Una ligera llovizna caía aquella tarde en la capital nipona. Pese a que no era el clima ideal para pasar un momento agradable, para Hideki era perfecto. Después de todo, la extraña conexión que sentía con la lluvia le daba la oportunidad de tener un momento a solas consigo mismo y esa tarde en particular no era la excepción. Sólo permanecía en quietud, observando soñoliento las gotas de lluvia caer sobre la ventana.

"Otra vez…", pensaba. Una extraña sensación le invadía y que llegaba de forma tan súbita que ni él mismo podía comprenderla. "Otra vez ese mismo sentimiento…".

Por su mente pasaban cortas secuencias de recuerdos; recuerdos muy difusos en los que él veía un templo japonés en medio de un paisaje apacible y campestre, pero aún cuando cerraba los ojos para tratar de concentrarse mejor, sintonizando el sonido de la ligera lluvia que caía con tales difusos recuerdos, todo era un caos dentro de su cabeza y ante la impotencia, respiraba agitado haciendo un esfuerzo para recordar de forma más clara.
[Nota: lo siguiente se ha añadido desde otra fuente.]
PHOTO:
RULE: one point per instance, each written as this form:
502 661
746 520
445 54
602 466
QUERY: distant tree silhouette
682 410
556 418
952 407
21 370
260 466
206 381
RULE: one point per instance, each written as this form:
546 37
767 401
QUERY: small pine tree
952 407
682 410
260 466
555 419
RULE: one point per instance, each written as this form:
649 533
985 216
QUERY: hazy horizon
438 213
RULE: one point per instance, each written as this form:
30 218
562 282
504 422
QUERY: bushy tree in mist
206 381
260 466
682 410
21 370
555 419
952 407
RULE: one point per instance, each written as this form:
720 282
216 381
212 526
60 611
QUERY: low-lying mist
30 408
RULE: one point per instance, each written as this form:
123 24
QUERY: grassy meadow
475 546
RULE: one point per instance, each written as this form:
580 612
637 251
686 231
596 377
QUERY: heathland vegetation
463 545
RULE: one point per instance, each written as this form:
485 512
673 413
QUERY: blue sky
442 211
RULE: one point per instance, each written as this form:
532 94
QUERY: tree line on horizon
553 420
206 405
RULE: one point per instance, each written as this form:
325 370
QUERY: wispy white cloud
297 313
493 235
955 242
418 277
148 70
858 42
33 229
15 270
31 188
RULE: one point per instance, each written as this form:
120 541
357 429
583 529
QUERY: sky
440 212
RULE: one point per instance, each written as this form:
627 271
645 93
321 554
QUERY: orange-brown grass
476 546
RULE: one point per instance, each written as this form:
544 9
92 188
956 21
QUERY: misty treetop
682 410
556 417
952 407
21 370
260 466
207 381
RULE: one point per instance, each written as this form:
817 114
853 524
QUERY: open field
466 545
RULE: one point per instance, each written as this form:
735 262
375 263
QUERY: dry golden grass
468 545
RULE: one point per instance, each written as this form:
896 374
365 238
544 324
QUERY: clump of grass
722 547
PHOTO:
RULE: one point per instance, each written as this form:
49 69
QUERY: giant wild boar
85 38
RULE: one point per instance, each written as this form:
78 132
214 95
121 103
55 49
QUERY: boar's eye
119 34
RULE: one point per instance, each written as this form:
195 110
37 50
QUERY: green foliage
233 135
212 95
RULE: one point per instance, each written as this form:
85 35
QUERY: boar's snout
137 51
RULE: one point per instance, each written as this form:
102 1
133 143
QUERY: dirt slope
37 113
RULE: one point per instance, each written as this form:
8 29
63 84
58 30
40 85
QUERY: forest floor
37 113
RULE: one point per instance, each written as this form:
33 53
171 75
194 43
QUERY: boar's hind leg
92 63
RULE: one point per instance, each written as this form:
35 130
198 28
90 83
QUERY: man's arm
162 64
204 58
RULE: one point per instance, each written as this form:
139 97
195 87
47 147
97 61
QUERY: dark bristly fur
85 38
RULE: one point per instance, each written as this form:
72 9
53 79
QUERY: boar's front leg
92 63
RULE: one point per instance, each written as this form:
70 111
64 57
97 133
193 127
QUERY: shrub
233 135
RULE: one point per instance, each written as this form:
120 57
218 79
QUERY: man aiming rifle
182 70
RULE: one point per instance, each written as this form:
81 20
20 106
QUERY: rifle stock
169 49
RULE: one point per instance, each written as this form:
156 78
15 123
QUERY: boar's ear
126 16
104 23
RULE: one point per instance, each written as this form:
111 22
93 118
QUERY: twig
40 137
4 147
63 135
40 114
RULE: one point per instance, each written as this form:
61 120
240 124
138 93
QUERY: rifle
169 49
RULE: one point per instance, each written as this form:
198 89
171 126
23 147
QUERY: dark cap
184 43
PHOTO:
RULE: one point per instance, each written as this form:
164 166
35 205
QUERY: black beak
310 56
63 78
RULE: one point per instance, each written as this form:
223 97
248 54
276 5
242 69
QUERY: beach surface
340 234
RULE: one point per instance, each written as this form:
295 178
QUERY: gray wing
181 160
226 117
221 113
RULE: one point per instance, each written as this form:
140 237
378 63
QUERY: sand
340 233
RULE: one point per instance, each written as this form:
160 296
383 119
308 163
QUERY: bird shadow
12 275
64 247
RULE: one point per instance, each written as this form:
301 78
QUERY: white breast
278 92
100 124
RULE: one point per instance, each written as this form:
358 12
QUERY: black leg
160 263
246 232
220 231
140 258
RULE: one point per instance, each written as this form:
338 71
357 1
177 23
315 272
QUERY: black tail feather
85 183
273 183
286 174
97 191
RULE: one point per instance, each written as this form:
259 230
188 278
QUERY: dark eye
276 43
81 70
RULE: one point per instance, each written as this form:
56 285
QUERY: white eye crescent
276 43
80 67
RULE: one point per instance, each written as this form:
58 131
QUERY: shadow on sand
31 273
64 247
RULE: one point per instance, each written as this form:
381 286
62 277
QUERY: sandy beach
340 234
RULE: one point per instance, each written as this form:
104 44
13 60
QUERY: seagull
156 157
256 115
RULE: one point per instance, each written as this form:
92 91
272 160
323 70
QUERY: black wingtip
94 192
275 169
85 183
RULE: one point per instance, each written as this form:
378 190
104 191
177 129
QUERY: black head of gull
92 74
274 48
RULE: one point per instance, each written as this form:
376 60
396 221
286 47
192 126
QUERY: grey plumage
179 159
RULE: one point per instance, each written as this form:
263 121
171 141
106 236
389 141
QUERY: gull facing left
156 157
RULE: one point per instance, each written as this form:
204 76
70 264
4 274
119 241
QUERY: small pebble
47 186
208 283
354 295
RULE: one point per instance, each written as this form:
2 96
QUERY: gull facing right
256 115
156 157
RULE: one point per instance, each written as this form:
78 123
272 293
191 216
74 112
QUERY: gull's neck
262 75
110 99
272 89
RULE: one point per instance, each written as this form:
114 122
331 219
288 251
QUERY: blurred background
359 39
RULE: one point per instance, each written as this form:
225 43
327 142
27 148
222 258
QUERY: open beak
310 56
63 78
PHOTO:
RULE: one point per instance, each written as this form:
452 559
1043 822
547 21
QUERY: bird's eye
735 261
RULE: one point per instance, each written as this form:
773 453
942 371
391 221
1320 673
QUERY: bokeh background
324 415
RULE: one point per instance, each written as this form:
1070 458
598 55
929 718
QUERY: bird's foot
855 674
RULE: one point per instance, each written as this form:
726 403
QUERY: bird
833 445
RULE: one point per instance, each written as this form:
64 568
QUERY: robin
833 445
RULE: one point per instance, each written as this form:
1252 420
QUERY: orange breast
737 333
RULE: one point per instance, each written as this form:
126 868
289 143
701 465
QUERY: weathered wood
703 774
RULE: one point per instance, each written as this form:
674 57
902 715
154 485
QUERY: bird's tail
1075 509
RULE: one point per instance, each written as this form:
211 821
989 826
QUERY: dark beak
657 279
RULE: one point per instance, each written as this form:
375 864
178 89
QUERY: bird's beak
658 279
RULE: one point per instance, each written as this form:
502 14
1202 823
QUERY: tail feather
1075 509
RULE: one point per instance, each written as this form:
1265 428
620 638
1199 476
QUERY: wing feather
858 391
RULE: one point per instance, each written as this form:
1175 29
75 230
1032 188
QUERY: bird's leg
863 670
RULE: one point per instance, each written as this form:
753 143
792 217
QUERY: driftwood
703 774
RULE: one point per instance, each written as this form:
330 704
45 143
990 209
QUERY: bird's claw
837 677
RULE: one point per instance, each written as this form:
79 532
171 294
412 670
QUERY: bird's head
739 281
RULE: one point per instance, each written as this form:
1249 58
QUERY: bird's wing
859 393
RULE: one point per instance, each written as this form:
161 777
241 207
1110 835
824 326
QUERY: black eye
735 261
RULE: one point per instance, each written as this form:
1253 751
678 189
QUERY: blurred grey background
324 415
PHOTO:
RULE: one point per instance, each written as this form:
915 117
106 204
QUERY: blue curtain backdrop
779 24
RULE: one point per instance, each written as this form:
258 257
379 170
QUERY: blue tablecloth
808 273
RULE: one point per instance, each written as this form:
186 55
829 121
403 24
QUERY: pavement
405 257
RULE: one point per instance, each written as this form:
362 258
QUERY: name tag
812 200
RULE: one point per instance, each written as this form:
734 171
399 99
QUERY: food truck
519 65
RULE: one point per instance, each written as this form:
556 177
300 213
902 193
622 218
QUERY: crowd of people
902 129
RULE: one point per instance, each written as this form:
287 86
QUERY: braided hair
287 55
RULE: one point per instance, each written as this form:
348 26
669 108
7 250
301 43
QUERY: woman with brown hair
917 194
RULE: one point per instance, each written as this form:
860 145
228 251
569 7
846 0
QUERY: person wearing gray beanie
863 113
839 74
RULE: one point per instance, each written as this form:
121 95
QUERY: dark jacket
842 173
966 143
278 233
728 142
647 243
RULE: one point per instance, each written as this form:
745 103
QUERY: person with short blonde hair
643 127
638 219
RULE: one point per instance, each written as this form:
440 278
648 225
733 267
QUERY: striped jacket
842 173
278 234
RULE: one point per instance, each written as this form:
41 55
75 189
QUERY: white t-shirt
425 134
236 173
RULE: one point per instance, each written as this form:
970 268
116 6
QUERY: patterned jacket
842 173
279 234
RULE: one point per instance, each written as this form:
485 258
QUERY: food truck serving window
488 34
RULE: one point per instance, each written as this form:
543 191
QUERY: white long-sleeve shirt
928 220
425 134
Al final, lo único claro era que aquella tarde de lluvia le era inexplicablemente familiar; sabía que algo derivaría de ahí en más recuerdos que esclarecieran su indudable estado de amnesia y en efecto, pudo visualizar escasamente un automóvil fuera de control, pronto a tener un accidente fatal en medio de gritos y llanto que le generaban un profundo vacío en el pecho.

—¡Oye, Yoshida! —le llamó alguien repentinamente.

La primera reacción del chico no fue otra que haberse sobresaltado ante el profundo estado de concentración en el que se encontraba y que, de no haberse visto irrumpido, probablemente habría recordado algo clave. El caso era que reconocía la voz que le había llamado; sabía de quién o, en aquel caso, de quiénes se trataba y al voltear lo confirmó. Tres de sus compañeros de orfanato estaban parados en la puerta de la habitación y por alguna razón lo miraban con burla y malicia.

—¿Qué quieren? —preguntó asustado.

El chico huérfano más alto de los tres, el mismo que lo había llamado y quien al parecer era líder de los otros dos, se acercó y lo tomó de un brazo. Los ojos del muchacho de dieciséis años se desorbitaron.

—Acompáñanos —le dijo—. Tienes que venir con nosotros.

—No voy a ir con ustedes a ninguna parte —se negó soltándose—. ¿Qué pretenden ahora?

—¡No te lo estoy pidiendo con formalidad, imbécil! —dijo con severidad el chico tomando a Hideki del kimono que usaba—. Sino vienes en una buena actitud va a ser peor para ti. ¡Sujétenlo de los brazos! —le ordenó a sus dos amigos.

Los otros dos huérfanos subordinados tomaron cada uno de un brazo a Hideki y lo obligaron a caminar rápidamente.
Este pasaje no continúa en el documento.